The challenge Delhi presents is to find areas—beyond the Old City—in which walking is a viable mode of exploration. One of these areas is the central British-built commercial hub, Connaught Place. "CP" is a tourist magnet for its travel agent bucket shops, restaurants, and shops, as well as proximity to a number of mid-range and budget hotels. It’s also the location of Delhi’s main Metro station and can be a pleasant area to meander along colonnaded circles, or people-watch in the central park. There are plenty of shopping options nearby, including the street market, Janpath, where everything from brightly colored kolhapuri slippers to designer overstock to incense and natural soaps can be found. Keep in mind that even though it's commonly referred to as Connaught Place, the name was officially changed to Rajiv Chowk, which is what you'll see on metro stops and maps.
Around the hubs of Connaught Place and India Gate is the British-built city. This is the seat of the Indian government, with Rashtrapati Bhavan (the Presidential Palace), the North and South Secretariats, Sansad Bhavan (Parliament House), and India Gate (a monument to British Indian Army soldiers killed in World War I and the Afghan wars) within a tight radius. Getting ice cream at India Gate’s huge lawns or boating in the ornamental canals here are "very Delhi" things to do. Many museums are nearby, including the National Gallery of Modern Art and the National Museum.
Also here are the palatial residences of the affluent and lavish government bungalows. Khan Market, one of Asia’s most expensive retail locations, is perfectly at home in this setting. It’s also the place where Delhi’s expats feel most at home, with its coffee shops and multiple ATMs. Down the road is Delhi’s green lung, Lodhi Gardens, and several cultural centers, including the elite’s mainstays the India International Centre and the India Habitat Centre (performances are pretty much on tap, especially in winter).

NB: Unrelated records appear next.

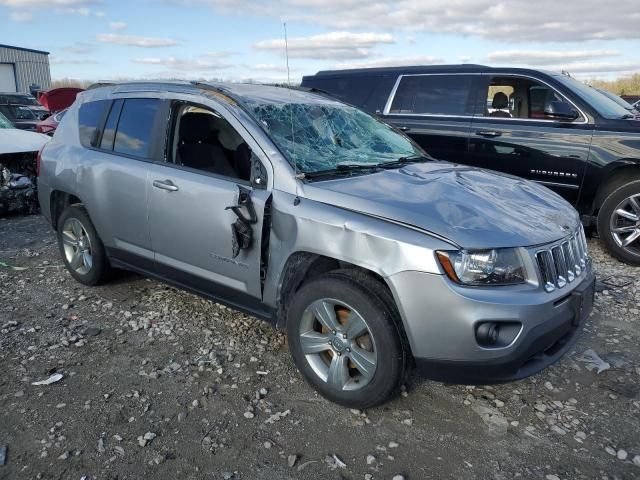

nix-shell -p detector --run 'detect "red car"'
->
[36,108,67,136]
[36,87,84,135]
[38,87,84,113]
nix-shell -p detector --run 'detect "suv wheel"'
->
[287,272,408,408]
[598,180,640,265]
[58,205,109,285]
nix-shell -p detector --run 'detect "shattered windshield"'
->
[0,113,13,128]
[250,102,425,173]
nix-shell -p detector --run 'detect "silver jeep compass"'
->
[38,82,594,408]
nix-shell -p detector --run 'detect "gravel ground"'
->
[0,216,640,480]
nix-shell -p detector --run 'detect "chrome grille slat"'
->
[535,226,588,292]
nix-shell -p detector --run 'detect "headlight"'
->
[436,248,527,285]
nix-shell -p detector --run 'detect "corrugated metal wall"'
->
[0,46,51,92]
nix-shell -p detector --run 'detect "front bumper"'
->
[389,263,595,384]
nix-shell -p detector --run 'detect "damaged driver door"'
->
[149,101,270,310]
[149,165,268,306]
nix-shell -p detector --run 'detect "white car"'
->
[0,113,51,217]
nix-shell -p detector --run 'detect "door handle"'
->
[153,180,178,192]
[476,130,502,137]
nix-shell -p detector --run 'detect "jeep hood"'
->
[304,161,580,249]
[0,128,51,155]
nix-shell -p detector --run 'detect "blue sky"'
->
[0,0,640,81]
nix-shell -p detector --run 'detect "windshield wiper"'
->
[304,163,380,178]
[378,154,431,168]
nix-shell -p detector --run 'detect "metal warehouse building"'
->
[0,45,51,92]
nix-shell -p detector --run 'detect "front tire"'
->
[287,271,409,408]
[58,205,110,286]
[598,180,640,265]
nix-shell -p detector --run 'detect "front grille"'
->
[536,226,588,292]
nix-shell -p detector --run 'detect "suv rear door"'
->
[78,98,164,271]
[149,102,270,313]
[469,73,593,205]
[383,73,479,163]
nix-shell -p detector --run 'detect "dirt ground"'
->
[0,216,640,480]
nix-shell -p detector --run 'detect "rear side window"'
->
[100,100,123,150]
[78,100,111,147]
[113,98,160,158]
[389,75,473,115]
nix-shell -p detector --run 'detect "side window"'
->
[171,104,251,181]
[100,100,123,150]
[78,100,111,147]
[389,75,473,115]
[484,76,566,121]
[113,98,160,158]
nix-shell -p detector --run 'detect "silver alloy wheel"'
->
[300,298,377,391]
[610,193,640,255]
[62,218,93,275]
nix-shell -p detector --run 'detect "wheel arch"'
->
[49,190,83,230]
[591,158,640,216]
[276,251,396,329]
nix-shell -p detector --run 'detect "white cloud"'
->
[109,22,127,30]
[487,50,620,65]
[253,32,394,60]
[132,55,233,71]
[251,63,293,73]
[543,60,640,75]
[60,42,96,55]
[96,33,178,48]
[188,0,640,42]
[9,11,33,22]
[0,0,98,8]
[334,55,444,69]
[62,7,91,17]
[49,56,98,65]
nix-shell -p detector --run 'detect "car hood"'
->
[304,161,580,249]
[0,128,51,154]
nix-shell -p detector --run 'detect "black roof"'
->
[308,63,550,78]
[0,43,49,55]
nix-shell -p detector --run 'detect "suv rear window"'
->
[113,98,160,158]
[389,75,473,115]
[78,100,111,147]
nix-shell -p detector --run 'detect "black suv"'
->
[302,65,640,265]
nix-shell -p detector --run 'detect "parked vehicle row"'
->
[0,113,49,217]
[38,78,594,408]
[0,88,83,135]
[302,65,640,265]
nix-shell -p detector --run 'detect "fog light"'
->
[476,322,500,345]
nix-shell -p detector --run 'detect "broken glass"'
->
[249,102,424,173]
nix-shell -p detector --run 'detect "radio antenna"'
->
[282,21,304,205]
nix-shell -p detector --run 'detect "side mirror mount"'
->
[544,100,578,121]
[251,152,267,190]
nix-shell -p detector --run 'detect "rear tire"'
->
[287,271,410,409]
[58,205,110,286]
[598,180,640,265]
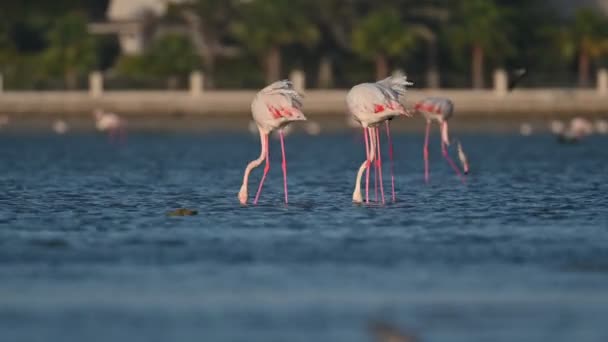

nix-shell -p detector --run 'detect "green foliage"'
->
[446,0,515,59]
[115,34,200,77]
[352,9,416,59]
[231,0,320,55]
[41,13,97,87]
[556,8,608,59]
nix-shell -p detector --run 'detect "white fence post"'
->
[597,69,608,96]
[89,71,103,97]
[289,70,306,93]
[190,71,205,97]
[494,69,509,96]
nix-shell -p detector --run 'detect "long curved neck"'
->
[243,127,268,189]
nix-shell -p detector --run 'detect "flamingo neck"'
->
[239,127,268,197]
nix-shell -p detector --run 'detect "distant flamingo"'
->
[414,97,468,183]
[346,76,413,203]
[93,108,127,142]
[239,80,306,205]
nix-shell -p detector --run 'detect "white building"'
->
[89,0,188,55]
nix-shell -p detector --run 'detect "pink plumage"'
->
[238,80,306,205]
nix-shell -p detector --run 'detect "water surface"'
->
[0,133,608,342]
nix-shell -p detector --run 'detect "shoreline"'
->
[0,89,608,119]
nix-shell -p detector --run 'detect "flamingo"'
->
[238,80,306,205]
[93,108,127,142]
[346,76,413,203]
[414,97,469,183]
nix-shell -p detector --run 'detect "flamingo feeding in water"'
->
[93,108,127,142]
[414,97,469,183]
[238,80,306,205]
[346,76,413,203]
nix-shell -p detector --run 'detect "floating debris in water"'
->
[549,120,566,134]
[370,322,417,342]
[0,115,11,128]
[53,120,69,134]
[167,208,198,216]
[304,121,321,135]
[519,123,534,137]
[457,141,469,175]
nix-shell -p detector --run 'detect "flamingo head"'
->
[93,108,103,120]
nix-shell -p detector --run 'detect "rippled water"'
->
[0,129,608,342]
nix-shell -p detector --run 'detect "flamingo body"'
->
[238,80,306,205]
[414,97,469,183]
[93,109,127,142]
[346,76,413,203]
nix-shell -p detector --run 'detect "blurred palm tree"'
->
[557,8,608,86]
[352,8,417,80]
[171,0,239,87]
[447,0,514,89]
[231,0,320,83]
[42,13,97,89]
[115,34,201,88]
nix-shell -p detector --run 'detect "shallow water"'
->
[0,133,608,342]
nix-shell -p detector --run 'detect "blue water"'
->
[0,133,608,342]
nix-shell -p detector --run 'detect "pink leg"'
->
[253,134,270,205]
[363,128,370,203]
[120,127,127,144]
[375,127,386,204]
[108,128,116,144]
[441,140,466,184]
[388,121,397,202]
[423,121,431,184]
[279,130,289,204]
[372,145,378,202]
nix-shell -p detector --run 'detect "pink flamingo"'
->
[238,80,306,205]
[414,97,469,183]
[93,108,127,142]
[346,76,413,203]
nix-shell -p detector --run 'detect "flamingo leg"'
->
[363,128,371,203]
[423,120,431,184]
[120,127,127,144]
[367,127,376,203]
[108,128,116,144]
[375,127,386,204]
[372,142,378,202]
[441,141,466,184]
[279,130,289,204]
[386,120,397,202]
[253,134,270,205]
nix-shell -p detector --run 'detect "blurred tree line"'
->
[0,0,608,89]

The mostly residential areas of South Delhi, West Delhi, North Delhi, and East Delhi (across the Yamuna) all have their own flavor, but visitors are most likely to venture into the neighborhoods, markets, and monuments of the first, roughly defined as south of Lodhi Road. In between semi-gated colonies are a good mix of urban villages, hectic alleyways, posh markets, and office complexes. Some of the city’s oldest monuments can be found here, as well as some of its newest monuments to modernity: the massive malls squatting southward, en route to mega-suburb Gurgaon. The hippest of Delhi’s hot spots though, is not a mall, but a gentrified urban village—Hauz Khas Village—with boutiques and trendy restaurants nestled atop each other along narrow alleys, next to a 13th-century reservoir and several Sultanate ruins.